Hypertension, commonly known as high blood pressure, is a medical condition characterized by elevated pressure in the arteries. Blood pressure is the force exerted by the blood against the walls of the arteries as it flows through them.
Blood pressure is measured using two numbers: systolic pressure (the pressure when the heart beats while pumping blood) and diastolic pressure (the pressure when the heart is at rest between beats). It’s typically measured in millimeters of mercury (mm Hg). Normal blood pressure is usually considered to be around 120/80 mm Hg.
Hypertension is diagnosed when blood pressure consistently measures at 130/80 mm Hg or higher. However, the thresholds for diagnosis and treatment may vary depending on factors such as age and presence of other medical conditions.
Hypertension is a significant risk factor for various health complications, including heart disease, stroke, kidney disease, and vision loss. It’s often referred to as a “silent killer” because it can exist for years without noticeable symptoms. Some individuals may experience symptoms such as headaches, shortness of breath, or nosebleeds, but these are not reliable indicators of high blood pressure and usually occur only in severe cases.

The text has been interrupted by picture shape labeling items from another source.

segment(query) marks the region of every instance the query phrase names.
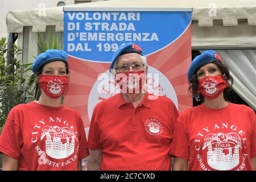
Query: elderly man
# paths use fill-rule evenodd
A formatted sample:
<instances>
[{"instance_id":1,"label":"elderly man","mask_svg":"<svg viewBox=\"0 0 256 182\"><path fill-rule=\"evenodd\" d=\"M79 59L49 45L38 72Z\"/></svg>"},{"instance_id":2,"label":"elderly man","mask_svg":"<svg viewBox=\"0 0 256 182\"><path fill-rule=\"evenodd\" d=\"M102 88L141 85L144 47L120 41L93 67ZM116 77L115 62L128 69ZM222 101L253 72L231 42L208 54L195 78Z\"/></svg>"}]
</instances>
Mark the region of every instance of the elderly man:
<instances>
[{"instance_id":1,"label":"elderly man","mask_svg":"<svg viewBox=\"0 0 256 182\"><path fill-rule=\"evenodd\" d=\"M110 71L121 92L94 109L87 146L89 170L170 169L179 114L169 98L144 92L147 68L141 48L132 43L114 54Z\"/></svg>"}]
</instances>

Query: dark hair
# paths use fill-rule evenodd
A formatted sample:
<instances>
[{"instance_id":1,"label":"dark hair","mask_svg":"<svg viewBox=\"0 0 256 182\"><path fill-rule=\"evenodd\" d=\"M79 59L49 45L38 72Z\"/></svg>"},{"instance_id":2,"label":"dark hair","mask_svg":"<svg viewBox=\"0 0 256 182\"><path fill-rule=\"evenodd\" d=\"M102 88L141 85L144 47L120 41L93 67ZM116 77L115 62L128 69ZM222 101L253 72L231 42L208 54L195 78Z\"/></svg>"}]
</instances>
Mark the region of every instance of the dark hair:
<instances>
[{"instance_id":1,"label":"dark hair","mask_svg":"<svg viewBox=\"0 0 256 182\"><path fill-rule=\"evenodd\" d=\"M68 64L67 63L65 63L65 65L66 65L66 73L68 74L69 73L69 71L68 69ZM43 68L42 68L38 72L35 73L38 78L40 75L42 75L42 72L43 72ZM36 101L38 101L42 94L41 88L39 86L39 84L38 84L38 80L37 81L36 86L35 98L36 100Z\"/></svg>"},{"instance_id":2,"label":"dark hair","mask_svg":"<svg viewBox=\"0 0 256 182\"><path fill-rule=\"evenodd\" d=\"M223 91L224 97L225 101L229 100L229 96L231 92L232 92L232 88L233 83L233 79L232 76L229 73L229 68L224 63L221 63L220 61L213 61L210 63L208 63L207 64L209 63L213 63L214 64L217 65L217 67L218 68L218 69L221 72L222 75L224 76L224 79L228 82L229 86L225 89L224 91ZM202 67L204 65L202 65ZM204 96L201 93L199 93L197 92L199 82L197 80L197 75L196 74L196 72L200 68L197 69L195 71L195 73L193 75L192 77L191 77L191 79L190 79L189 80L189 87L188 88L188 92L190 92L193 95L193 97L195 97L196 98L197 101L202 101L203 102L204 102Z\"/></svg>"}]
</instances>

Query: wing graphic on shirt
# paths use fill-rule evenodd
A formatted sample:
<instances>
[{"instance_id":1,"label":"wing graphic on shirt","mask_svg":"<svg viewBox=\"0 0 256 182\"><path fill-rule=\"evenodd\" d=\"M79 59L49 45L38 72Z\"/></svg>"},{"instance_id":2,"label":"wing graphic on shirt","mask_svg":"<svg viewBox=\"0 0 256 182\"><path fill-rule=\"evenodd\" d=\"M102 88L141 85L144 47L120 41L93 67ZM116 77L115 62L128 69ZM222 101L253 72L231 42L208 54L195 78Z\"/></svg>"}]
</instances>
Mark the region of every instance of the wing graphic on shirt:
<instances>
[{"instance_id":1,"label":"wing graphic on shirt","mask_svg":"<svg viewBox=\"0 0 256 182\"><path fill-rule=\"evenodd\" d=\"M242 147L240 137L235 133L230 133L226 134L222 133L208 134L204 138L203 150L204 150L213 142L217 143L233 143L240 147Z\"/></svg>"},{"instance_id":2,"label":"wing graphic on shirt","mask_svg":"<svg viewBox=\"0 0 256 182\"><path fill-rule=\"evenodd\" d=\"M76 133L68 127L60 127L57 126L46 126L42 130L42 134L41 135L41 140L43 139L47 134L59 134L59 135L68 135L69 136L73 136L77 140L78 140L77 136ZM60 136L60 138L62 138ZM67 138L66 136L63 138Z\"/></svg>"}]
</instances>

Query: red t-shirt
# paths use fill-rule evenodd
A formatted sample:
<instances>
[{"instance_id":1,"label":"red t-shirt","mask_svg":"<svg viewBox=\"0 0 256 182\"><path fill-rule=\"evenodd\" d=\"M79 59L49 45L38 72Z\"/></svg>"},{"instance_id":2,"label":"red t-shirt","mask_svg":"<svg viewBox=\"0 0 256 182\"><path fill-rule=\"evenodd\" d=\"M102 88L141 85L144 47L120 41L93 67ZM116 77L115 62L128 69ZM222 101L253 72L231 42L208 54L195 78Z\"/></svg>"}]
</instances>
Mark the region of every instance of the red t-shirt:
<instances>
[{"instance_id":1,"label":"red t-shirt","mask_svg":"<svg viewBox=\"0 0 256 182\"><path fill-rule=\"evenodd\" d=\"M86 145L76 111L34 102L13 107L0 136L0 151L18 159L19 170L77 170Z\"/></svg>"},{"instance_id":2,"label":"red t-shirt","mask_svg":"<svg viewBox=\"0 0 256 182\"><path fill-rule=\"evenodd\" d=\"M102 150L101 170L170 169L178 112L169 98L150 96L147 93L136 108L121 94L95 107L87 146Z\"/></svg>"},{"instance_id":3,"label":"red t-shirt","mask_svg":"<svg viewBox=\"0 0 256 182\"><path fill-rule=\"evenodd\" d=\"M245 105L189 109L177 119L171 154L189 160L189 170L251 170L255 122L254 111Z\"/></svg>"}]
</instances>

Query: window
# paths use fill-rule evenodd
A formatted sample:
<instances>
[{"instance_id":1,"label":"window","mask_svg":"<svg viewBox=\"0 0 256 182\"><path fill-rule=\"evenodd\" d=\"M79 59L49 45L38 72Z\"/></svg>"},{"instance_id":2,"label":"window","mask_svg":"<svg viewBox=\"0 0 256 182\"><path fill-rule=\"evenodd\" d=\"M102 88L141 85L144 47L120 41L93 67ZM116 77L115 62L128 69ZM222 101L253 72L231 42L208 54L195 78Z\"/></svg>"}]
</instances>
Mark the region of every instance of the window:
<instances>
[{"instance_id":1,"label":"window","mask_svg":"<svg viewBox=\"0 0 256 182\"><path fill-rule=\"evenodd\" d=\"M85 1L85 0L75 0L75 4L81 4L81 3L86 3L88 2L91 2L92 1Z\"/></svg>"},{"instance_id":2,"label":"window","mask_svg":"<svg viewBox=\"0 0 256 182\"><path fill-rule=\"evenodd\" d=\"M57 3L57 6L65 6L66 3L64 2L63 1L60 1Z\"/></svg>"}]
</instances>

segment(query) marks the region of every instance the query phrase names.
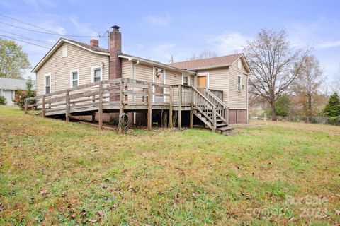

Lifestyle modifications and medications are commonly used to manage hypertension. Lifestyle changes may include maintaining a healthy diet low in sodium, exercising regularly, limiting alcohol consumption, quitting smoking, and managing stress. Medications such as diuretics, beta-blockers, ACE inhibitors, angiotensin II receptor blockers (ARBs), calcium channel blockers, and others may be prescribed depending on the individual’s condition and response to treatment.
Regular monitoring of blood pressure is essential for individuals with hypertension to ensure that it remains under control and to prevent complications. It’s also important to follow up with healthcare providers regularly for proper management and adjustments to treatment as needed.